Posts Tagged ‘Disaster Philanthropy’

Assessing the Scale and Impact of Disaster Philanthropy

Friday, November 13th, 2015
Monitoring Disaster Philanthropy

Monitoring Disaster Philanthropy

The Center for Disaster Philanthropy has published the second edition of Measuring the State of Disaster Philanthropy 2015: Data to Drive Decisions along with online tools, including a dashboard and an interactive funding map. The online tools enable users to monitor contributions to support relief by disaster type, disaster assistance strategy and geographic areas impacted. The report and the online tools aim to help donors, government agencies, news media and other stakeholders understand the scale and scope of global disaster-related philanthropy. This information can inform more effective philanthropy by avoiding duplication of efforts and misuse of scarce resources.

According to Measuring the State of Disaster Philanthropy 2015, a total of $27.6 billion was given in response to disasters and humanitarian crises in 2013. Most of that sum was directed towards immediate response and relief efforts. While the largest share of the total was contributed by government donors and agencies, with the U.S. Federal Emergency Agency alone accounting for $11 billion, the report also found that the largest thousand U.S. foundations awarded $116.9 million, with an additional $60.1 million provided by smaller foundations, public charities, and international foundations. Outside the U.S., aid from the twenty-nine members of the OECD’s Development Assistance Committee totaled $13.6 billion, while another $2.4 billion was awarded by other donors and multilateral organizations.

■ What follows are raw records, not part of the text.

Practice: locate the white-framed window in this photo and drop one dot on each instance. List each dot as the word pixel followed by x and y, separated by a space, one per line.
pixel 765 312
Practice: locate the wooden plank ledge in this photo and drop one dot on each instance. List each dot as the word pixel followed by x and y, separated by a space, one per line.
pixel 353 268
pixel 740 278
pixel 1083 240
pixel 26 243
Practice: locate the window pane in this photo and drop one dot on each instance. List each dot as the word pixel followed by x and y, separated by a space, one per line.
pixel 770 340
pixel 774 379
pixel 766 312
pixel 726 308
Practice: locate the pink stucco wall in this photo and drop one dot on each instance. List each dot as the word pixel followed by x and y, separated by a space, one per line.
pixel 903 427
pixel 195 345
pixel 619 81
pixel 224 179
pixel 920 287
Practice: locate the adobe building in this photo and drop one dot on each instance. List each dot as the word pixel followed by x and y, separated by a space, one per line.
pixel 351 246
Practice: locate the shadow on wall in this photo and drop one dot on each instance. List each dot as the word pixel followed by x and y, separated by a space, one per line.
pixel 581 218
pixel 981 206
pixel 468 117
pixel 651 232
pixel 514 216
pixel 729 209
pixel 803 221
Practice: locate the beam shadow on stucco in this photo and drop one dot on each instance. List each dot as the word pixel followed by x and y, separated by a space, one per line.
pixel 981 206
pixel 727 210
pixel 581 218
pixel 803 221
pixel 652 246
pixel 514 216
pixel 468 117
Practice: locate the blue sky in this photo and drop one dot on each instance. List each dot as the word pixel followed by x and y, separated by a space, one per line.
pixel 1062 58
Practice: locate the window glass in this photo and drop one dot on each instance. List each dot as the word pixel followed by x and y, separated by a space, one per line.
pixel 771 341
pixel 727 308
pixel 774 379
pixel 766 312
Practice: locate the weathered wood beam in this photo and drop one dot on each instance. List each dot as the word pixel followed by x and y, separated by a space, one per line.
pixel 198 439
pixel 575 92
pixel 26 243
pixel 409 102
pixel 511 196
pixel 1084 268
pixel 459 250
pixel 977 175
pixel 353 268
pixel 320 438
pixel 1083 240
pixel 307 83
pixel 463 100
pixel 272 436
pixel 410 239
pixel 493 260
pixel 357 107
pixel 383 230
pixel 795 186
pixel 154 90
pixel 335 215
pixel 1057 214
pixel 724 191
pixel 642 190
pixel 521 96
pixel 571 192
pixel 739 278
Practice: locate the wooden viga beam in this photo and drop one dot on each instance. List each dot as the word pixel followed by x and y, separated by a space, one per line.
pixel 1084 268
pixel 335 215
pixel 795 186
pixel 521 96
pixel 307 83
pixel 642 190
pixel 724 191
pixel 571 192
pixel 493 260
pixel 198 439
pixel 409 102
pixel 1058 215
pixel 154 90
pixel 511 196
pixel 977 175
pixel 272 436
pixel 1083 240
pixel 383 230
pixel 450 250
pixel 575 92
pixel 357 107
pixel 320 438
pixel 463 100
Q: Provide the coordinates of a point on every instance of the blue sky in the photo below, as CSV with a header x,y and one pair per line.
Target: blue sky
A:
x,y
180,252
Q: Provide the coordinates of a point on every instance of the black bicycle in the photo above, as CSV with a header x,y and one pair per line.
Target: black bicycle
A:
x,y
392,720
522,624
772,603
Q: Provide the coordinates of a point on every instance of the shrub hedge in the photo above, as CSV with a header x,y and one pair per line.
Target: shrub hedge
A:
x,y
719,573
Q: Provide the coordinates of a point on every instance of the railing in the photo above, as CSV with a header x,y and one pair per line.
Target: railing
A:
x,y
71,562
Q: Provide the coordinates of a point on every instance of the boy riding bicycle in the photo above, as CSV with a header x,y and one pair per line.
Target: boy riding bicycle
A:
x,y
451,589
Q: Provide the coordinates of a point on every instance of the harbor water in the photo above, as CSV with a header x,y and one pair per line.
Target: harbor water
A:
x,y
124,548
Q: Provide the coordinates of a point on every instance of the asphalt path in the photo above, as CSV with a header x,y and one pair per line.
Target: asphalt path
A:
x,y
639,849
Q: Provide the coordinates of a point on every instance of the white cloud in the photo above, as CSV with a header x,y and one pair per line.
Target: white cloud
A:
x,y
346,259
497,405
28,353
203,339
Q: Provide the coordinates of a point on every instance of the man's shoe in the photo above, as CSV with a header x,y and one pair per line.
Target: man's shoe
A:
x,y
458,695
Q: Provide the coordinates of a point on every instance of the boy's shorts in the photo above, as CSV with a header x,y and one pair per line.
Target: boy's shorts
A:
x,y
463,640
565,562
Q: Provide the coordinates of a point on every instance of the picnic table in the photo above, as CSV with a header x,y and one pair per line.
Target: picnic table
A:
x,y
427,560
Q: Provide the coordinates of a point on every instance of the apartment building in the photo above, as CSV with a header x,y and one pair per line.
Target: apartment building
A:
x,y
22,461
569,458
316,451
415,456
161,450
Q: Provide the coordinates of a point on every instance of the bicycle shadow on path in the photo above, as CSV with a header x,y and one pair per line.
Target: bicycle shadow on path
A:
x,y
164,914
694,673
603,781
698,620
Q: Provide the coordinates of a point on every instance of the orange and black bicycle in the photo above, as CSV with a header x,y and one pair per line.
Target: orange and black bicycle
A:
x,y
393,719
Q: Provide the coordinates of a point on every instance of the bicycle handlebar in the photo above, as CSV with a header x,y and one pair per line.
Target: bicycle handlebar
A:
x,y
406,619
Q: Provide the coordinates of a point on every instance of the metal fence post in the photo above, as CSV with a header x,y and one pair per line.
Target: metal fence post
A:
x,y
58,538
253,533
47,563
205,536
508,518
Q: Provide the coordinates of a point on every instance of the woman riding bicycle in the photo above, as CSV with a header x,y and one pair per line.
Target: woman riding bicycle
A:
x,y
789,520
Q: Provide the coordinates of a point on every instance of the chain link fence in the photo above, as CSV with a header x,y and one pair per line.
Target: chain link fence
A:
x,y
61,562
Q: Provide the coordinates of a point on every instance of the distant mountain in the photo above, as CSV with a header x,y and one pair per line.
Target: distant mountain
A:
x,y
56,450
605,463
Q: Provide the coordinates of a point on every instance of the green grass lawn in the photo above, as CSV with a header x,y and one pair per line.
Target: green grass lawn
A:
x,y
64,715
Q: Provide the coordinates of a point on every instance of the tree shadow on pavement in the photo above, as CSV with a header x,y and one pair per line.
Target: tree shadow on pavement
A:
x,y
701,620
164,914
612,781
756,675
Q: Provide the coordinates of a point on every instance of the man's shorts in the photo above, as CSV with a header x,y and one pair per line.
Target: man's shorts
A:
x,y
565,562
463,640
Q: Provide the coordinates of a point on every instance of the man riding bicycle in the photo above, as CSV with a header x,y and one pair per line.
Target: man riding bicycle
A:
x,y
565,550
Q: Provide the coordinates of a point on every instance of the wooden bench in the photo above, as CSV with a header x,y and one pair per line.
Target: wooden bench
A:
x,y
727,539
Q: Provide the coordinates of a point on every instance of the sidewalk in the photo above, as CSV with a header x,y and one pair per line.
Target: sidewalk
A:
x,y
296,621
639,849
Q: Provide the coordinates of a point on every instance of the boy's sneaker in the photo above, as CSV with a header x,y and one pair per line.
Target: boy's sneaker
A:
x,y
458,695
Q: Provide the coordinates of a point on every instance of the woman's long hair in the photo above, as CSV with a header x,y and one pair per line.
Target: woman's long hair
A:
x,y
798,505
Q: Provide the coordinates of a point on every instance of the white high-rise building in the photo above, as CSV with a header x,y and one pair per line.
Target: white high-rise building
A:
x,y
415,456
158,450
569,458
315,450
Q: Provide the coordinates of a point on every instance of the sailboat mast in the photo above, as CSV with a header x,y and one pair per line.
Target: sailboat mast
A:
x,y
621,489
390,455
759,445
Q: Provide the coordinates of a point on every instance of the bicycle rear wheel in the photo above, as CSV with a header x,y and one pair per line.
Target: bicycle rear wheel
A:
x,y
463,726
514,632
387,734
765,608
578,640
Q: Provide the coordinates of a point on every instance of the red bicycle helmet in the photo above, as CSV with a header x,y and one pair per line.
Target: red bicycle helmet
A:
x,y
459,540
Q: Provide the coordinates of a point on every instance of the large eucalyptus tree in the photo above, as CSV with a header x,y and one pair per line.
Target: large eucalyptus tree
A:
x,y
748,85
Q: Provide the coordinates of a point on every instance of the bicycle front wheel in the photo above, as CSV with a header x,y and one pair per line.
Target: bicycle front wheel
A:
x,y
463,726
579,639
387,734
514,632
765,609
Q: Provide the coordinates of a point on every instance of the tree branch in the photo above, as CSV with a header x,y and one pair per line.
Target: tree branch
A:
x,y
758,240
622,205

The Center for Disaster Philanthropy is to be commended for collecting, analyzing and publishing this data, as it informs strategic decision making and may increase the effectiveness of disaster relief aid. However, and this bears repeating, it is a better use of funds to prevent and mitigate disasters than to respond to them. The challenge is that disaster mitigation efforts can be more difficult to assess and donors do not have the same visibility for such efforts as they do for the powerful (and generous) work of providing relief.